Los aliados de las cremas hidratantes son los aparatos de masaje que algunas marcas tienen en el mercado. Potencian la acción del producto y, aunque su efecto es a nivel de los vasos y de las células, su acción se transmite en profundidad por medio de las terminaciones nerviosas cutáneas. Localmente, el masaje favorece la circulación sanguínea y linfática y, por tanto, acelera la nutrición de las células.

Adelgazantes.
Son el producto "milagro" por excelencia: se utilizan dos o tres veces al año, siempre antes del verano, esperando que ellos solos solucionen los problemas de exceso de kilos, pero estos no quitan kilos, lo más que hacen es reducir centímetros. Lo que sí es verdad es que aumentan la firmeza y tonicidad de la piel y favorecen la circulación sanguínea (con lo que eliminan mejor las toxinas); al mismo tiempo hidratan, por lo que la piel se vuelve más lisa y más elástica.

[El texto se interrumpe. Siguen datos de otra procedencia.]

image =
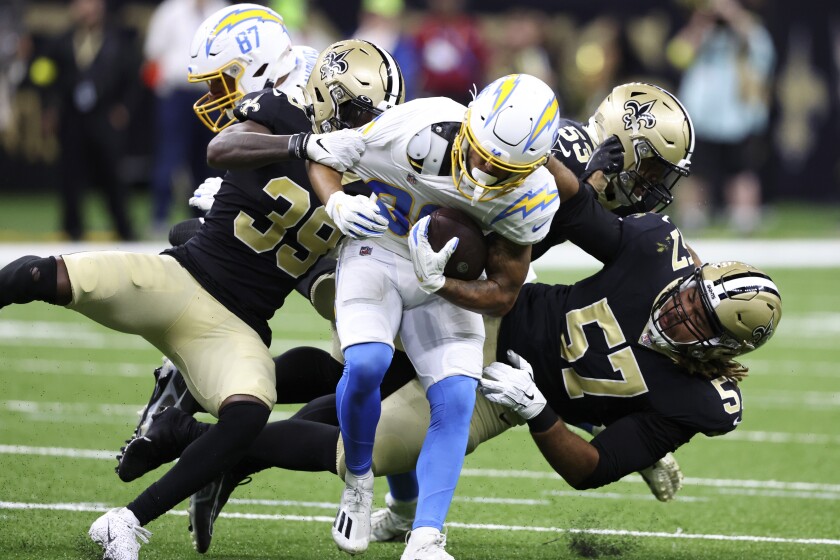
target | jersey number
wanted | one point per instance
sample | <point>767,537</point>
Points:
<point>397,205</point>
<point>622,360</point>
<point>727,395</point>
<point>316,235</point>
<point>572,135</point>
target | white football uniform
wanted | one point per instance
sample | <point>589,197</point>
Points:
<point>407,164</point>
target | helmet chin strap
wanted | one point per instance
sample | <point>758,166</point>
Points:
<point>484,179</point>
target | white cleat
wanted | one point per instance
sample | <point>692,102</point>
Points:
<point>394,522</point>
<point>117,532</point>
<point>351,529</point>
<point>426,543</point>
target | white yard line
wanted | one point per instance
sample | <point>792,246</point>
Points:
<point>813,487</point>
<point>773,253</point>
<point>89,507</point>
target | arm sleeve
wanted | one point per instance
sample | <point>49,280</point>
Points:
<point>631,444</point>
<point>584,222</point>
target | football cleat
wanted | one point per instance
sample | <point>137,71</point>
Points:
<point>664,478</point>
<point>160,445</point>
<point>205,506</point>
<point>351,529</point>
<point>392,523</point>
<point>170,390</point>
<point>426,543</point>
<point>117,532</point>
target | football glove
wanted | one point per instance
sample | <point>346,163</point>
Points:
<point>428,265</point>
<point>513,386</point>
<point>340,150</point>
<point>356,216</point>
<point>664,478</point>
<point>204,196</point>
<point>608,157</point>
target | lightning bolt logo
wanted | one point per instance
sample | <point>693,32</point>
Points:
<point>530,202</point>
<point>503,92</point>
<point>549,116</point>
<point>236,17</point>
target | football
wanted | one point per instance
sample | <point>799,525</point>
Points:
<point>469,258</point>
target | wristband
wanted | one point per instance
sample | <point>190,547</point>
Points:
<point>543,421</point>
<point>297,144</point>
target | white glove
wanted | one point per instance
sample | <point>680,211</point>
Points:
<point>340,150</point>
<point>356,216</point>
<point>204,196</point>
<point>428,265</point>
<point>664,478</point>
<point>513,386</point>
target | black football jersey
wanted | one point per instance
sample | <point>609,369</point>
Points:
<point>266,227</point>
<point>574,146</point>
<point>583,341</point>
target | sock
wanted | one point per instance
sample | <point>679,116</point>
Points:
<point>452,401</point>
<point>296,445</point>
<point>221,447</point>
<point>28,279</point>
<point>358,401</point>
<point>403,487</point>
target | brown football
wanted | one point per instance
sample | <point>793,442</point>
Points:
<point>470,257</point>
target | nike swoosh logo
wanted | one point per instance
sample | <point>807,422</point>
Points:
<point>562,149</point>
<point>110,538</point>
<point>540,226</point>
<point>318,141</point>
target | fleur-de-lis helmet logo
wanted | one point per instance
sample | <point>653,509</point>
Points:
<point>334,64</point>
<point>639,113</point>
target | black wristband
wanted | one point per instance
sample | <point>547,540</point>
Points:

Generalmente, estas cremas contienen sustancias lipo-reductoras destinadas a convertir las moléculas de grasa en minimoléculas fáciles de eliminar. La sustancia más utilizada es la cafeína, aunque también se utilizan activos vegetales (algas, marrón de India, abedul, hiedra) reconocidos por sus propiedades tonificantes y desinflantes.

Transpiración.
El origen de la secreción del sudor se encuentran dos tipos de glándulas: ecrinas (pequeñas que permiten la termorregulación y están presentes desde el nacimiento hasta la muerta) y apocrinas (más grandes, se localizan en las axilas y su actividad depende del sistema nervioso y hormonal).
Transpirar es una función natural e indispensable para el organismo, cumple un papel termorregulador, mantiene el cuerpo a una temperatura constante, y realiza una función de limpieza al eliminar desechos y toxinas.
El desodorante es uno de los productos básicos de higiene porque la limpieza diaria no es suficiente. Actualmente es un mercado muy desarrollado, con productos variados, sofisticados y capaces de responder a casi todas las necesidades. Además, todas las líneas de baño y de perfume tienen también su desodorante, generalmente en spray.
Los desodorantes se agrupan en tres familias, según su forma de proceder y el momento en que lo hacen: los bactericidas. Aconsejados para transpiraciones normales, atacan directamente a las bacterias de la superficie de la piel, impidiendo su degradación; los absorbe-olores. Indicados para pieles con poca transpiración, absorben los olores en el momento en que se forman y antes de que se perciban y los antitranspirantes, recomendados solamente para transpiraciones abundantes, tienen una fórmula muy sofisticada que regula la transpiración sin bloquearla.